Für die Experten ist klar, dass die Cyberkriminellen nur mit ihren eigenen Waffen geschlagen werden können. Deshalb empfehlen sie Unternehmen, ebenfalls auf KI-basierte Tools zu setzen, um sich für die nächste Welle von Sicherheitslücken, die mithilfe von Künstlicher Intelligenz aufgedeckt wurden, zu wappnen:

  • Priorisieren Sie ein robustes Abhängigkeitsmanagement, um Schwachstellen in Drittanbieter- und Open-Source-Komponenten zu reduzieren.
  • Führen Sie in Ihren Entwicklungsprozessen regelmäßig automatisierte Sicherheits­be­wertungen durch, einschließlich des Einsatzes von LLM-gestützten Agenten, um Schwachstellen zu finden, bevor Angreifer sie entdecken.
  • Führen Sie KI-Agenten flächendeckend in Ihre Cybersicherheitsabteilung ein, damit Verteidiger mit der Geschwindigkeit der Angreifer mithalten und die Lücke schließen können.
  • Überprüfen Sie Ihre Risikotoleranz für Betriebsausfallzeiten aufgrund der Behebung von Schwachstellen, um den kürzeren Reaktionszeiten der Angreifer Rechnung zu tragen.
  • Aktualisieren Sie Ihre Governance für ein effizienteres Onboarding von Anbietern und erhöhen Sie die Mitarbeiterzahl, um die schnellere Bereitstellung neuer KI-basierter Verteidigungssysteme zu ermöglichen.
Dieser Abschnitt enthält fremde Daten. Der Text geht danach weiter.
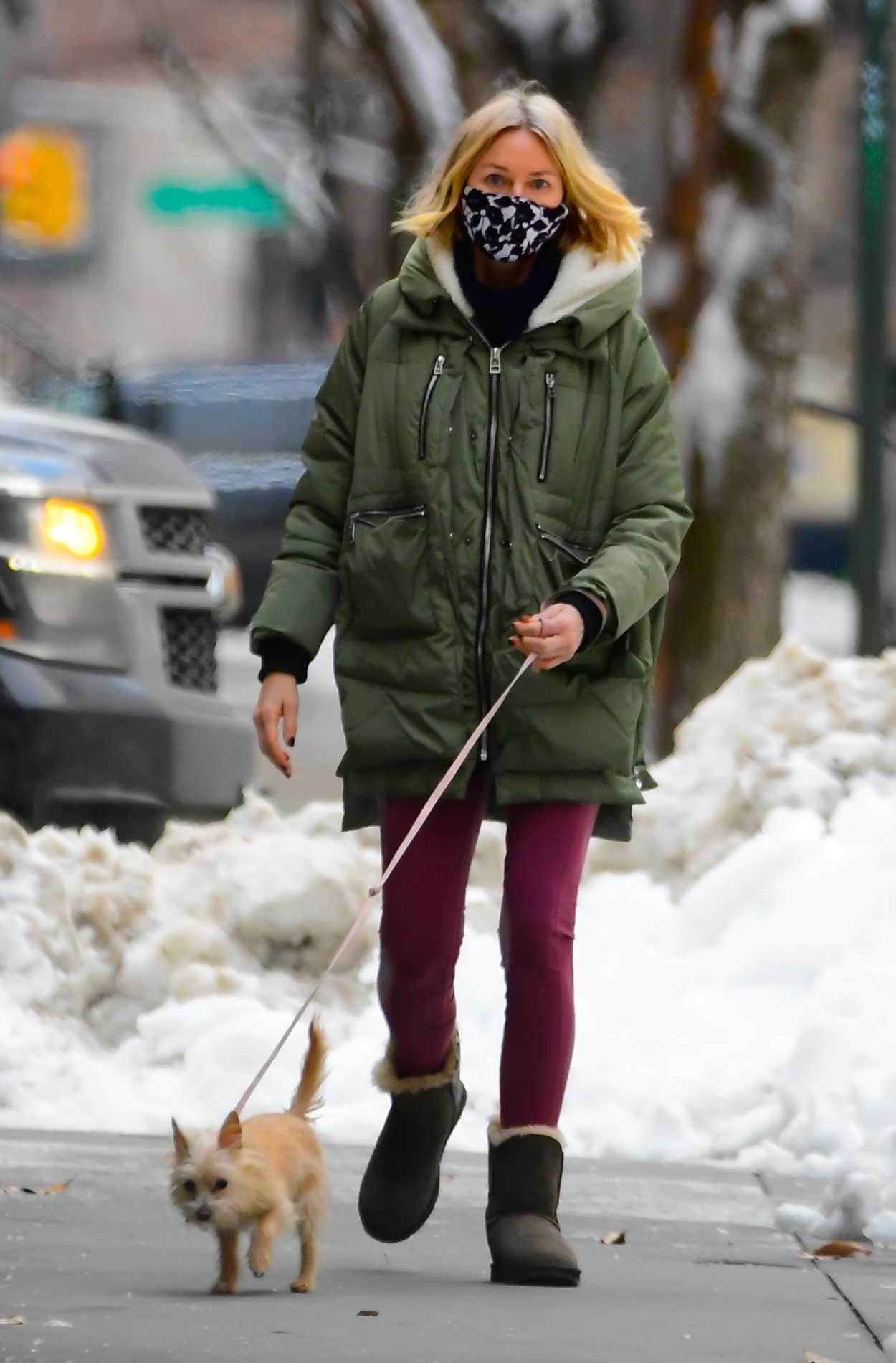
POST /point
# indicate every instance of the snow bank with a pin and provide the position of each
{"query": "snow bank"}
(734, 964)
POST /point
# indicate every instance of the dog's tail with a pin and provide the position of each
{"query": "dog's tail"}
(307, 1099)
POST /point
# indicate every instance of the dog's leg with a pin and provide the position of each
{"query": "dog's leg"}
(310, 1243)
(228, 1264)
(262, 1243)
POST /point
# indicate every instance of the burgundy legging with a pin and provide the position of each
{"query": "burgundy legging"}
(422, 929)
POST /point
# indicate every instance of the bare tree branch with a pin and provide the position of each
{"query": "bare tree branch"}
(564, 44)
(16, 11)
(419, 69)
(734, 390)
(33, 337)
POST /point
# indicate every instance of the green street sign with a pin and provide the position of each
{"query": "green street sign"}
(243, 199)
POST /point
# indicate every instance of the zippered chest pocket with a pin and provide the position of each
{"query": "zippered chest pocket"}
(387, 576)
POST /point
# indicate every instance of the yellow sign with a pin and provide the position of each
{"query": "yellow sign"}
(45, 204)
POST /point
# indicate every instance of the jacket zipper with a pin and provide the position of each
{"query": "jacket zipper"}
(495, 379)
(428, 397)
(357, 517)
(576, 551)
(549, 426)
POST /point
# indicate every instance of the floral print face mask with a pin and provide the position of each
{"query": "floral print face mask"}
(508, 227)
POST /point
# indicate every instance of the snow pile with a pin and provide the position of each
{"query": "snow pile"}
(734, 964)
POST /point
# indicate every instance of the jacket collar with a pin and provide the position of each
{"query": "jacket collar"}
(590, 293)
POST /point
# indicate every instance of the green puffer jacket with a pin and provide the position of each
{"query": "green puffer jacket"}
(448, 488)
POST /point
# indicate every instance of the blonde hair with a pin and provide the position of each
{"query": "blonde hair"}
(601, 216)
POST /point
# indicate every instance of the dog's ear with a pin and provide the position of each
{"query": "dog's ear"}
(230, 1134)
(181, 1148)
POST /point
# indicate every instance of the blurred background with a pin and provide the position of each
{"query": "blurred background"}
(195, 198)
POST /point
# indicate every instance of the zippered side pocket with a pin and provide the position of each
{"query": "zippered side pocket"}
(582, 552)
(366, 517)
(439, 369)
(551, 385)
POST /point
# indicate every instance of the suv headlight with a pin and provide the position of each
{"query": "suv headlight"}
(72, 528)
(225, 582)
(57, 581)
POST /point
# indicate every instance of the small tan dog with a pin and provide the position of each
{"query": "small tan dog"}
(264, 1175)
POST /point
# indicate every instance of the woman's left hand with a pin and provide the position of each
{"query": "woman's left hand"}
(553, 635)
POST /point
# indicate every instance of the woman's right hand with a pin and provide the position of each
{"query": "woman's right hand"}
(278, 700)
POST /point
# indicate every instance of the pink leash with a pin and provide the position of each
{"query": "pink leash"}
(376, 889)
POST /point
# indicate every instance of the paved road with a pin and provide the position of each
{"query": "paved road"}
(105, 1271)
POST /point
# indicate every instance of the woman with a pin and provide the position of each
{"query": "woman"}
(492, 447)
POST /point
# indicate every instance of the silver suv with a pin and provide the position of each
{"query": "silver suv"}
(109, 607)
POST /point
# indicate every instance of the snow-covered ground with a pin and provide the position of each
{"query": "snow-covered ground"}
(735, 964)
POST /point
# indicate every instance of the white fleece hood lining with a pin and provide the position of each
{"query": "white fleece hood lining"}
(582, 277)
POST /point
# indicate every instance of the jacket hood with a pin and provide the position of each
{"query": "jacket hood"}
(591, 292)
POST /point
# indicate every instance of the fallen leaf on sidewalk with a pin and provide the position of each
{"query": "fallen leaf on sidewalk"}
(48, 1192)
(837, 1250)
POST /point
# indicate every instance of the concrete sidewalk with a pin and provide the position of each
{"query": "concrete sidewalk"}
(107, 1271)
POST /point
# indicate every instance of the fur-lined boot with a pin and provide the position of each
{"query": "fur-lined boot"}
(526, 1166)
(401, 1184)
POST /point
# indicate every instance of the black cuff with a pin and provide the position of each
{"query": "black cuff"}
(590, 612)
(282, 655)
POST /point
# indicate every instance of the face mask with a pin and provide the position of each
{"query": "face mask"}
(508, 227)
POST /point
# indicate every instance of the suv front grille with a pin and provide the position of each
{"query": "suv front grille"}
(175, 529)
(189, 647)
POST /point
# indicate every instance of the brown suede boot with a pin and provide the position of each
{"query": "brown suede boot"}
(526, 1167)
(401, 1184)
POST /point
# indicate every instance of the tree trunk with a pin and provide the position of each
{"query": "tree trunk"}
(734, 393)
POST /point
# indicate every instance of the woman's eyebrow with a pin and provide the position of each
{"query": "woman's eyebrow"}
(493, 165)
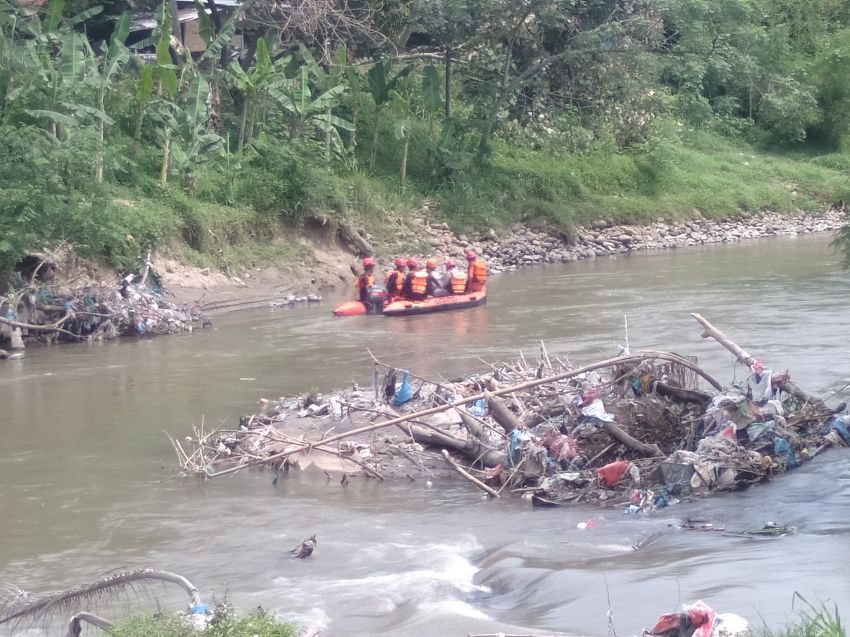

Außerdem appellieren die Beteiligten, dass die Branche ihre Koalitionen, ihre Zusammenarbeit und ihre Koordination stärken müsse, um sich vor diesen Bedrohungen zu schützen. Das voll­ständige Briefing können Sie hier einsehen. Darin findet sich auch ein Entwurf eines Zeit­plans, an dem sich Unternehmen für die nächsten Wochen und Monate orientieren können:

Aktion Kategorie Risiko Start
Agents auf Code und Pipelines ansetzen Risikokontrolle Critical Diese Woche
KI-/Coding-Agenten verpflichtend einführen Risikokontrolle; Operative Befähigung Critical Diese Woche
Agents absichern („Defend Your Agents“) Risikokontrolle Critical Dieser Monat
Innovations-/Beschleunigungs-Governance etablieren Governance Critical Diese Woche
Auf kontinuierliches Patching vorbereiten Risikokontrolle Critical Diese Woche
Risikomodelle und Reporting aktualisieren Governance Critical Diese Woche
Inventar aufbauen & Angriffsfläche reduzieren Risikokontrolle High Dieser Monat
Umgebung härten (Segmentierung, MFA, Egress) Risikokontrolle High Dieser Monat
Deception-Fähigkeit aufbauen Risikokontrolle High Nächste 90 Tage
Automatisierte Response-Fähigkeit aufbauen Risikokontrolle Critical Nächste 90 Tage
VulnOps-Funktion aufbauen Risikokontrolle High Nächste 6 Monate

Hinweis: Unter „Critical“ ist eine unmittelbare Gefährdung bei Nichtbeachtung gemeint. „High“ versteht eine erhebliche Gefährdung innerhalb von 45 Tagen.